Il me semble que ce détour autour de la dépendance du tout petit face au pouvoir de ses parents, face à leur capacité de faire ou non un choix du côté de la vie, d’affronter leur propre violence potentielle, ce détour donc éclaire le cheminement de nos patients qui ne savent pas faire des choix clairs pour se protéger.
Ces patients sont tentés de rejouer avec le soignant ce qu’il s’est passé pour eux dans leur petite enfance, la cécité devant le danger de violence, voire de maltraitance, voire de mort possible, l’absence de choix clair du côté de la vie. Ils risquent d’être de « mauvais patients » qui ne savent pas bien se protéger, être prudents, se soigner.

La face sombre des soignants
Et, nous, les soignants ? Nous aussi, nous avons été enfants, pris dans des histoires plus ou moins compliquées, plus ou moins violentes. Nous pouvons avoir nous-mêmes des comptes à régler envers ceux qui nous rappellent des moments difficiles. Ces patients-là qui ne savent pas choisir entre leur envie de vivre et la répétition des dangers de mort risquent de susciter chez les médecins des errances, des paralysies, des agacements qui n’aideront pas la mise en œuvre du soin, qui pourront entraîner des erreurs.
Bien sûr, il est des erreurs faites par méconnaissance d’une pathologie, par difficulté d’appréciation de la gravité d’une situation en dehors de tous ces contextes psychiques où le patient a des difficultés à se protéger. Mais il me semble précieux quand même de repérer les situations qui peuvent nous pousser à l’erreur, nous faire perdre notre latin. À la fois du côté du patient, mais aussi en nous. Car certains patients peuvent faire résonner en nous des zones de fragilité commune et réveiller en nous une violence en retour. Nous aussi nous avons une face sombre, et nous avons à nous protéger de ces patients qui, à leur insu, nous poussent à l’erreur, à la paralysie. D’autant plus que quelle que soit leur bonne volonté, les analystes et, plus généralement, les soignants sont conduits à « répéter le crime », selon les mots de Ferenczi, le contemporain de Freud qui a exploré la notion du trauma. Pour lui, le patient fait revivre à son thérapeute ce qu’il a subi, autrefois. Il le met dans l’impuissance, le dénigrement, le fait tourner en bourrique, il fait comme on lui a appris, il ne sait pas faire autrement. Ces phénomènes réveillent en nous soignants notre propre violence, avec parfois des conséquences sur notre conduite thérapeutique et donc sur l’éventualité d’erreurs.

Les filets de protection
Alors, que faire ? Il me semble que ce jeu de cache-cache avec la mort, cet arrière-plan du paysage requièrent de se doter de filets de protection. Bien sûr les groupes de pairs où chacun confronte son expérience avec les recommandations officielles, et avec les avis et intuitions d’autres soignants. Mais aussi avoir une équipe de collègues avec qui parler et prendre du recul face à ces patients difficiles. Pouvoir raconter là où on en est autour d’une tasse de café à quelqu’un qui connaît aussi ce patient, ou qui a suivi les épisodes précédents, ou qui tout simplement est moins impliqué. De plus, avoir un lieu plus spécifique où les interactions psychiques sont abordées, groupe Balint, supervision, animé par un psychanalyste, où quelqu’un d’extérieur peut aider à repérer des zones d’aveuglement, à décaler les focus. Peut-être, certainement, avoir ou avoir eu un temps de travail personnel où on aura pu démêler comment se sont joués dans notre histoire singulière ces enjeux de vie et de mort, d’amour et de haine.

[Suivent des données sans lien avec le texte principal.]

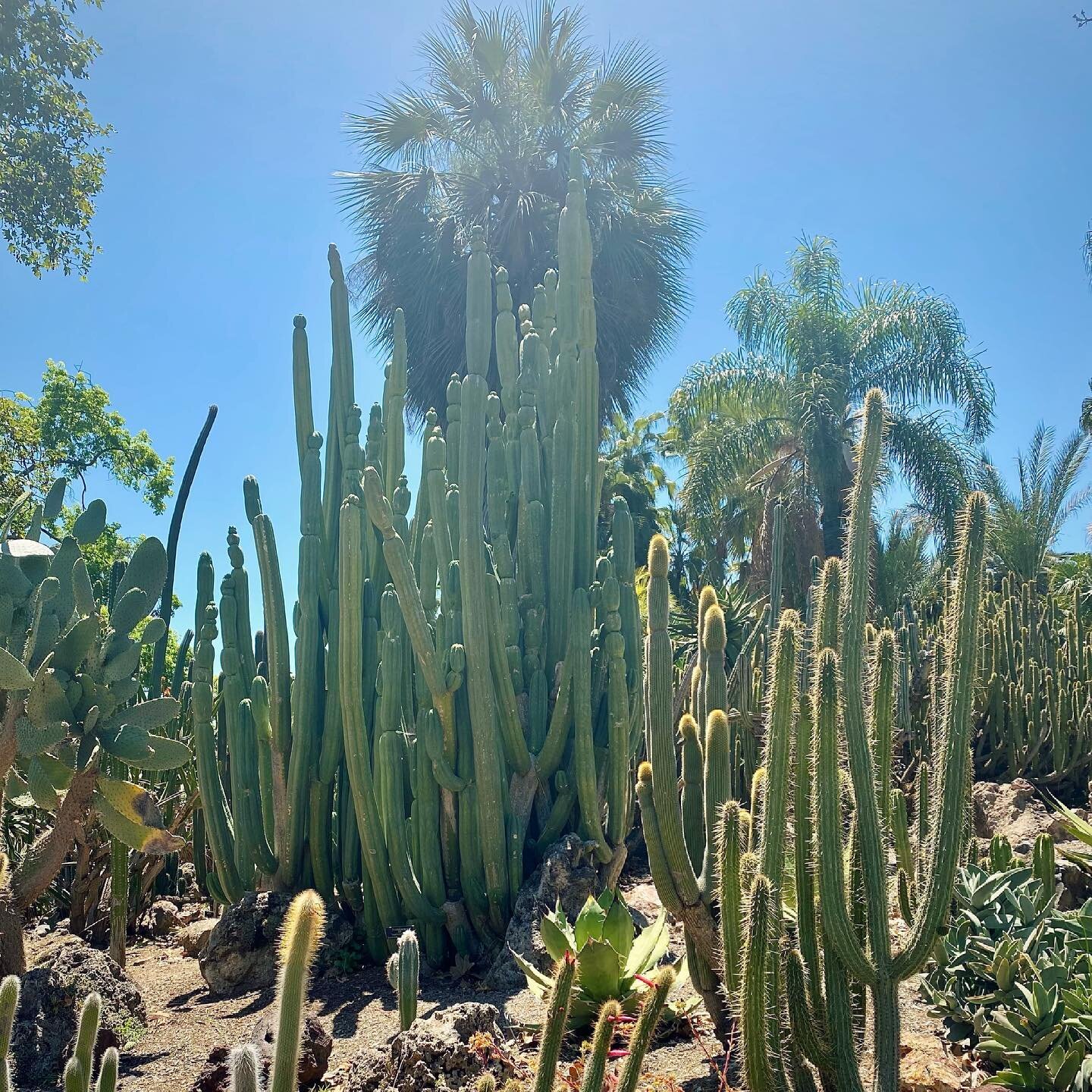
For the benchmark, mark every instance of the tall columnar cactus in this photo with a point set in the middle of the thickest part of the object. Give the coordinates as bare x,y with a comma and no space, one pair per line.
9,1003
403,972
468,676
300,943
799,994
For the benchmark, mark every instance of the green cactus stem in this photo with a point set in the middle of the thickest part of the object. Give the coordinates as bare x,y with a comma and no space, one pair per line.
300,937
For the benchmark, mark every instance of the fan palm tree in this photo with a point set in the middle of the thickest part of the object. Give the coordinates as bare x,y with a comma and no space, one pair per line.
485,140
781,411
1027,521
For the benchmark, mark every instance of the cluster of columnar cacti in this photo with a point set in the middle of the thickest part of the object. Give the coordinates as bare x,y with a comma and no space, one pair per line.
403,973
1034,700
80,1070
70,715
300,936
799,988
466,680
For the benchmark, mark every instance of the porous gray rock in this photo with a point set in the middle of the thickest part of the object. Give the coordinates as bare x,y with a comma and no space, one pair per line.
568,873
1015,811
62,973
444,1051
193,938
240,953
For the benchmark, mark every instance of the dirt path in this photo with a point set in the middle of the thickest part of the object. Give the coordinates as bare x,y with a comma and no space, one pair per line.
186,1022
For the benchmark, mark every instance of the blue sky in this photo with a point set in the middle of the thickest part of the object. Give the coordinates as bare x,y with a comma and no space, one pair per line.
937,142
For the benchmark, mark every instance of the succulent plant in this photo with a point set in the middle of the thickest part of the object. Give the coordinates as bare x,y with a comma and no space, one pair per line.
614,961
1012,978
70,712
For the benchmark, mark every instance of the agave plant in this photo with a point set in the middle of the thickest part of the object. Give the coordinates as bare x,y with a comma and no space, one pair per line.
1012,978
614,961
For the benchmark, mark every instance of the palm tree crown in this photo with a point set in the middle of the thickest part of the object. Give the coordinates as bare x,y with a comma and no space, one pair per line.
485,140
1027,521
781,410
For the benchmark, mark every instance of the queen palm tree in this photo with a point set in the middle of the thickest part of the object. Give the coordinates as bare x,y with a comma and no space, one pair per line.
1027,521
781,411
485,140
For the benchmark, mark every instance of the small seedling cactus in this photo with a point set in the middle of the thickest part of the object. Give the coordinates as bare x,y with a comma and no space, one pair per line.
403,973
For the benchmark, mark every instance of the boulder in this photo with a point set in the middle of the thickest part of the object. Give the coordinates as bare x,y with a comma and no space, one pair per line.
64,971
315,1047
441,1052
193,938
1015,811
240,953
568,873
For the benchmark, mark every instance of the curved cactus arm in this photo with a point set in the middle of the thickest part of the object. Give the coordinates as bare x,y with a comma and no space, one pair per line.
803,1021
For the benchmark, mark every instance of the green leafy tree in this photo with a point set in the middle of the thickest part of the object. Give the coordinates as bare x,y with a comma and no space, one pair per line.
782,411
52,158
70,429
1028,520
485,139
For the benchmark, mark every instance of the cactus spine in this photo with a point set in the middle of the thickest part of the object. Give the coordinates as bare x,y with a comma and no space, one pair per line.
403,971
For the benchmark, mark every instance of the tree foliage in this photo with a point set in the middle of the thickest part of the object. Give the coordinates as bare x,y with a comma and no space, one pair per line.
485,139
1027,520
69,429
781,412
52,158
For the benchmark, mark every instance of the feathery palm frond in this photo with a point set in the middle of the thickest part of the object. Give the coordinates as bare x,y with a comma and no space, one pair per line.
787,397
1028,520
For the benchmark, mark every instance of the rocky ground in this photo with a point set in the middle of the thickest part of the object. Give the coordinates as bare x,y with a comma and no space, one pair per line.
193,1009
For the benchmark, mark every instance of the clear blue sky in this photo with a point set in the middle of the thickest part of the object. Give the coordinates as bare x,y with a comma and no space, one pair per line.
943,143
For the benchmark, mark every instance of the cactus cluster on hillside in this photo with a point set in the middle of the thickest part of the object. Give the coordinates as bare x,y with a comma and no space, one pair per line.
71,722
799,987
80,1070
466,677
1034,701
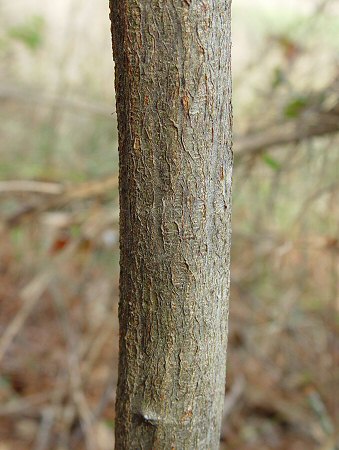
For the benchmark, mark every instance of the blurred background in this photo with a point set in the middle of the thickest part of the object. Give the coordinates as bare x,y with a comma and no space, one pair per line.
59,227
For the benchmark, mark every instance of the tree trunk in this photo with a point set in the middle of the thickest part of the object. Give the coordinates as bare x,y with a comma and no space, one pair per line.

Alors nous pourrons tenter d’« éviter l’évitable » selon les mots de la revue Prescrire et mieux prendre appui sur l’interaction avec ces patients. Nous pourrons mieux savoir comment à la fois être ferme du côté de la recherche diagnostique, de la conduite thérapeutique, et comprendre sans juger la souffrance de ces patients.